My training as a software engineer is at the core of how I approach systems, software and the developer experience today. Leveraging both foundational technical thinking and deep understanding of the journey from concept to production allows me to make informed decisions and connect complex ideas, even when navigating new technological frontiers.
The developer experience is currently evolving as new models for code generation signal a fundamental shift in how systems are built. Although these tools are in their early stages, they promise to significantly enhance productivity and accelerate engineering throughput, helping to transform ingenuity into tangible products. Throughout this evolution, core development expertise and engineering proficiency will remain essential.
Can you share your most important learnings from leading speech and audio technologies for Alexa?
When I began my journey with Alexa, I was new to the highly specialized and technical field of speech science. To succeed, I had to quickly learn and adapt, embracing new frontiers through a mix of curiosity and confidence in my ability to master complex technical knowledge. The most significant milestone in this role was our work on moving from traditional machine learning to speech LLMs. In doing so, we delivered truly conversational and human-like interactions for Alexa and then further generalized it for other voice-based applications as well.

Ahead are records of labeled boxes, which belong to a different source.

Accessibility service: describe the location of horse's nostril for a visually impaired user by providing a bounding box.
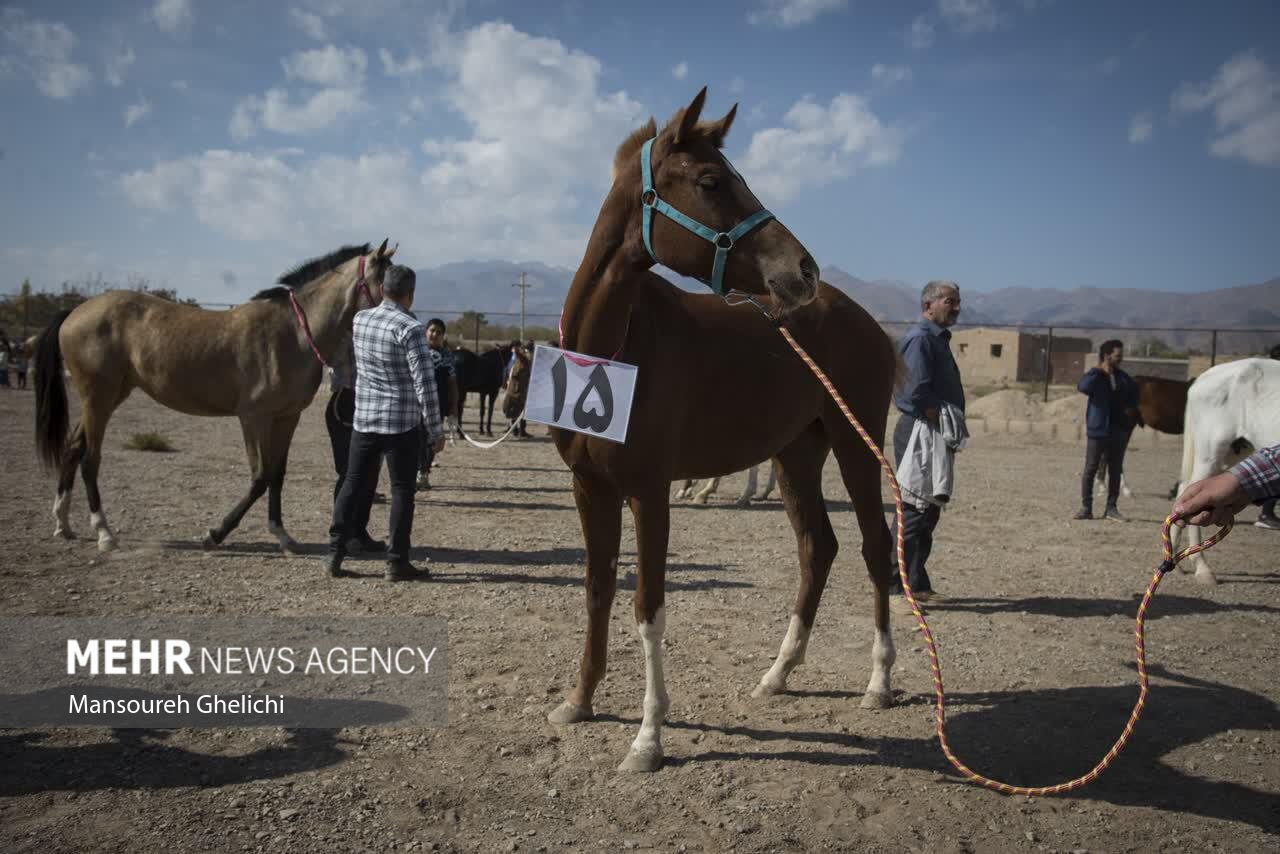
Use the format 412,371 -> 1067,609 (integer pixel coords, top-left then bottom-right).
800,255 -> 818,284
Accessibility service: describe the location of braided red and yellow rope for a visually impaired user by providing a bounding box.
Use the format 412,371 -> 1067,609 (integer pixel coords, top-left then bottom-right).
778,326 -> 1233,795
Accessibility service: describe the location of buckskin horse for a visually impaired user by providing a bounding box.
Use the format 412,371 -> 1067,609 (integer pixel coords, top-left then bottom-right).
36,241 -> 396,552
549,88 -> 899,771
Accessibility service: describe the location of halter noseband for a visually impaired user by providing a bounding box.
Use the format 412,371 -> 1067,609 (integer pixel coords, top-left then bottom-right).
640,137 -> 773,296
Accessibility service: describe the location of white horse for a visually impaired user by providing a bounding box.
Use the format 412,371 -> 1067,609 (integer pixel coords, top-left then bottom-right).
1175,359 -> 1280,584
676,462 -> 778,507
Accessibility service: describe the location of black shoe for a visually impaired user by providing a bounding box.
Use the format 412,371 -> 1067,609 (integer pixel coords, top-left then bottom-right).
347,534 -> 387,554
383,561 -> 431,581
324,552 -> 347,579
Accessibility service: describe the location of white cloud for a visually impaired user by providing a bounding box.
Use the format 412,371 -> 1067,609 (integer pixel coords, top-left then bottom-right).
289,8 -> 328,41
119,23 -> 648,264
906,15 -> 936,50
872,63 -> 911,83
229,88 -> 366,142
120,151 -> 302,241
1172,51 -> 1280,166
124,99 -> 151,128
746,0 -> 849,29
147,0 -> 196,35
1129,113 -> 1155,145
280,45 -> 369,88
0,8 -> 93,99
735,92 -> 906,205
378,47 -> 426,77
938,0 -> 1009,33
106,45 -> 138,86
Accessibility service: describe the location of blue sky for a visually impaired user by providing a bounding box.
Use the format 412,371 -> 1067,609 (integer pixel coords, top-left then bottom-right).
0,0 -> 1280,302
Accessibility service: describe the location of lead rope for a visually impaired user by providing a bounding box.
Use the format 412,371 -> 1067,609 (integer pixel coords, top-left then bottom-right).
762,323 -> 1234,795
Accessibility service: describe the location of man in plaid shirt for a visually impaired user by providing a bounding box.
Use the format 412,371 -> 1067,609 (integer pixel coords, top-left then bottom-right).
1174,444 -> 1280,525
325,265 -> 444,581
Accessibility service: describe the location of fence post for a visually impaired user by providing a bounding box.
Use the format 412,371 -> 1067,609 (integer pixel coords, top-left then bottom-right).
1044,326 -> 1053,403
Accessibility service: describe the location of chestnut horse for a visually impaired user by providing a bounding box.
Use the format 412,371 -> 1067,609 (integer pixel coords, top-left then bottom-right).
549,88 -> 899,771
36,241 -> 396,552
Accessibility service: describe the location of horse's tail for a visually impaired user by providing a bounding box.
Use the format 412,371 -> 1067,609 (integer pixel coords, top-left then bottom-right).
32,311 -> 70,469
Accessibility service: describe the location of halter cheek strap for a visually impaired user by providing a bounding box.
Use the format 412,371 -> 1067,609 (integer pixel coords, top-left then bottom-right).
640,137 -> 773,296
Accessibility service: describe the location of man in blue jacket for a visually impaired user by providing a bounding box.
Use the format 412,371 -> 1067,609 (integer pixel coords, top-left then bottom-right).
890,280 -> 964,613
1075,338 -> 1138,522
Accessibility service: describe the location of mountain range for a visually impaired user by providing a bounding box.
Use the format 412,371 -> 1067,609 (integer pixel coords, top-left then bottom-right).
417,261 -> 1280,343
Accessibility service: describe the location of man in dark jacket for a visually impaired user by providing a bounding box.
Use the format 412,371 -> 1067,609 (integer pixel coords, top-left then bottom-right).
1075,338 -> 1138,522
890,280 -> 964,613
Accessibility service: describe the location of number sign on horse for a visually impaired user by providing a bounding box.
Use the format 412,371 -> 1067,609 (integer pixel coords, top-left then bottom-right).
550,90 -> 897,771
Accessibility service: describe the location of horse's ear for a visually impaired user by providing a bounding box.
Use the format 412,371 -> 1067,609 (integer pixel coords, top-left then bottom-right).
671,86 -> 707,145
707,104 -> 737,149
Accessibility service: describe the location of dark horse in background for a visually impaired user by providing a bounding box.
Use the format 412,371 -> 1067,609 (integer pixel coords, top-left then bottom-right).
549,90 -> 899,771
453,344 -> 511,437
35,241 -> 396,552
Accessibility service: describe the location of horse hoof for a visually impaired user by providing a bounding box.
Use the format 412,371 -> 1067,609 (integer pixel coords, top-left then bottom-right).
618,745 -> 662,773
859,691 -> 893,709
751,679 -> 787,698
547,700 -> 593,723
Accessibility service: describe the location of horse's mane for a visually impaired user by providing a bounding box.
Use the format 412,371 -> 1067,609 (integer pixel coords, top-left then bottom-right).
609,106 -> 724,181
253,243 -> 369,300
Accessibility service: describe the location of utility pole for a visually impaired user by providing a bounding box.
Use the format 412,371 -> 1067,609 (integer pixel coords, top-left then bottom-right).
511,273 -> 534,343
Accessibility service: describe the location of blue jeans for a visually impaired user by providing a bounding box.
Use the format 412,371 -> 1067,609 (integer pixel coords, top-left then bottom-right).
888,415 -> 942,594
329,430 -> 417,563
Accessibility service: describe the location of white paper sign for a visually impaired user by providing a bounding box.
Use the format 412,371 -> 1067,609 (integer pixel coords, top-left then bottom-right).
525,344 -> 636,443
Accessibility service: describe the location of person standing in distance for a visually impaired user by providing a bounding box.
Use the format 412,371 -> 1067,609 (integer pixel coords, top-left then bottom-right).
890,280 -> 964,613
1075,338 -> 1138,522
325,264 -> 444,581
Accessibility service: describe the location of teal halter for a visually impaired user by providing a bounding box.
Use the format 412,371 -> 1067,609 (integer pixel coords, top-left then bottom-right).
640,137 -> 773,296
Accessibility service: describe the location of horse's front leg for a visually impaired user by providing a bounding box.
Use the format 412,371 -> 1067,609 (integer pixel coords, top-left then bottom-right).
618,487 -> 671,771
547,475 -> 622,723
266,415 -> 300,554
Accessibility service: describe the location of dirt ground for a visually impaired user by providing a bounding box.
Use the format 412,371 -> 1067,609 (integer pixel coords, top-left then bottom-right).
0,392 -> 1280,853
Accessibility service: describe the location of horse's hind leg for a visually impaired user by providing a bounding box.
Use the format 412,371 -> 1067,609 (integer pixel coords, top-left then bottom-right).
547,475 -> 622,723
733,466 -> 760,507
265,415 -> 300,554
618,488 -> 671,771
694,478 -> 719,504
832,426 -> 897,709
205,417 -> 271,547
753,424 -> 840,697
54,425 -> 84,539
81,384 -> 131,552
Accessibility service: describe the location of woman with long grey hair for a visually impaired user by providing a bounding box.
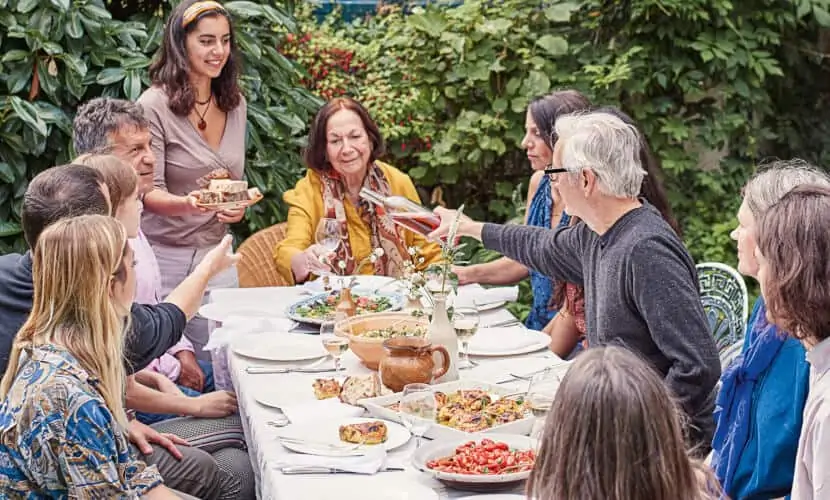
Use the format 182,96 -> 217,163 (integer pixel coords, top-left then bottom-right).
527,346 -> 718,500
712,160 -> 830,498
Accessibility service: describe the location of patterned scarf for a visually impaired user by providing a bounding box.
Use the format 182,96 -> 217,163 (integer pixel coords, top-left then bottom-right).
712,298 -> 792,495
320,163 -> 407,277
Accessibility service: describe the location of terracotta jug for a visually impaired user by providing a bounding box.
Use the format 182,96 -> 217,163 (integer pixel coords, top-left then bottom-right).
379,337 -> 450,392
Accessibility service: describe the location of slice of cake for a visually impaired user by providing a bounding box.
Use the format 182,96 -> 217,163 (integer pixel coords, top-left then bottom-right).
313,378 -> 340,399
340,420 -> 389,444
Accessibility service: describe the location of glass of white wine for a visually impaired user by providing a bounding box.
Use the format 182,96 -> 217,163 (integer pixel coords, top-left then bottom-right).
314,217 -> 340,291
527,368 -> 562,437
452,307 -> 481,370
398,384 -> 438,448
320,319 -> 349,373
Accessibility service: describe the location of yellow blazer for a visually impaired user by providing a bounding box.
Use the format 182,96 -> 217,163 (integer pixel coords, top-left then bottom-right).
274,162 -> 441,283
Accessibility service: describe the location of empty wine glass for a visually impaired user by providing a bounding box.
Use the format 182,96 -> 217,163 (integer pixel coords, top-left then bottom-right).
314,218 -> 340,291
527,368 -> 562,437
398,384 -> 438,448
452,307 -> 480,370
320,315 -> 349,373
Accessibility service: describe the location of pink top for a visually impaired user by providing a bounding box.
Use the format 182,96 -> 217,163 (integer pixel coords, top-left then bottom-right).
130,221 -> 194,382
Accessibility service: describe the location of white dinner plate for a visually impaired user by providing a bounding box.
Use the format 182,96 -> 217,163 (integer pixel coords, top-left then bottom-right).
233,333 -> 328,361
199,302 -> 285,321
298,480 -> 441,500
469,326 -> 550,357
280,417 -> 412,456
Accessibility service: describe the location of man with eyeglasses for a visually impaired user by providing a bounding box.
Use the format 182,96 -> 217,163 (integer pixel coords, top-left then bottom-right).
430,112 -> 720,456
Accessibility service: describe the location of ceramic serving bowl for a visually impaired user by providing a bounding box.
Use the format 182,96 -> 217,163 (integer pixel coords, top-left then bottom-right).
334,312 -> 429,370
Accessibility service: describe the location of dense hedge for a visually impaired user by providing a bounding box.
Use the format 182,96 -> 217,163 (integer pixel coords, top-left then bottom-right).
281,0 -> 830,270
0,0 -> 321,253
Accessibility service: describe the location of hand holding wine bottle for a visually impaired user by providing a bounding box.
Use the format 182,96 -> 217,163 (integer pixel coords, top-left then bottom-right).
427,207 -> 484,241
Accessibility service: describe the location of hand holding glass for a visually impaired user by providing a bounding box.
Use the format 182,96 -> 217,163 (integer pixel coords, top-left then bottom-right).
314,218 -> 340,291
452,307 -> 480,370
398,384 -> 438,448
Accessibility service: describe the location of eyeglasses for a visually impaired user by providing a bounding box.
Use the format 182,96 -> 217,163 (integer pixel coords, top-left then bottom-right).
545,168 -> 568,176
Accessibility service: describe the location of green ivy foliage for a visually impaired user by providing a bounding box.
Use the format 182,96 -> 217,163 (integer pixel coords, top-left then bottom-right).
0,0 -> 321,253
280,0 -> 830,274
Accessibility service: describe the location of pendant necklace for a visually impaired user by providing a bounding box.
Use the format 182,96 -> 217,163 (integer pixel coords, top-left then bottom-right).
193,94 -> 213,130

I’m excited that we’re now applying similar approaches to achieve natural-language interactions across the business at Capital One. This is especially true as some of the most exciting trends in data technology right now revolve around unstructured data and the increased accessibility of data use through AI. AI-powered data analytics tools are emerging that can generate datasets or answers to questions, which promise to revolutionize data management and utilization. This is a key area of focus for us as we leverage the power of foundational LLMs to build AI into our work every day. In doing so, we’re continuing to amplify the huge value of data by making it easily accessible and usable through a natural and intuitive interface for both businesses and customers.
Finally, are there any other notable career highlights and/or your passions outside of work you’d like to share?
Professionally, every career change I’ve made has been to very different areas and has always been about expanding my own learning or expertise. At Amazon, for example, I took on roles in supply chain as well as speech, both of which are highly technical fields that had a steep learning curve for me. As you go through your career, keeping an eye on interesting areas you’d like to learn more about will enhance your overall understanding and personal development. At Capital One, I am learning all about the banking industry and how Capital One serves its customers. There’s no better way to do that than by understanding the data behind it, which gives you a really well-rounded view.
Personally, I have been a big car enthusiast since I was very young, and my love for cars has continued to this very day. I continue to spend my off-hours, when not with my children and family, enjoying this hobby.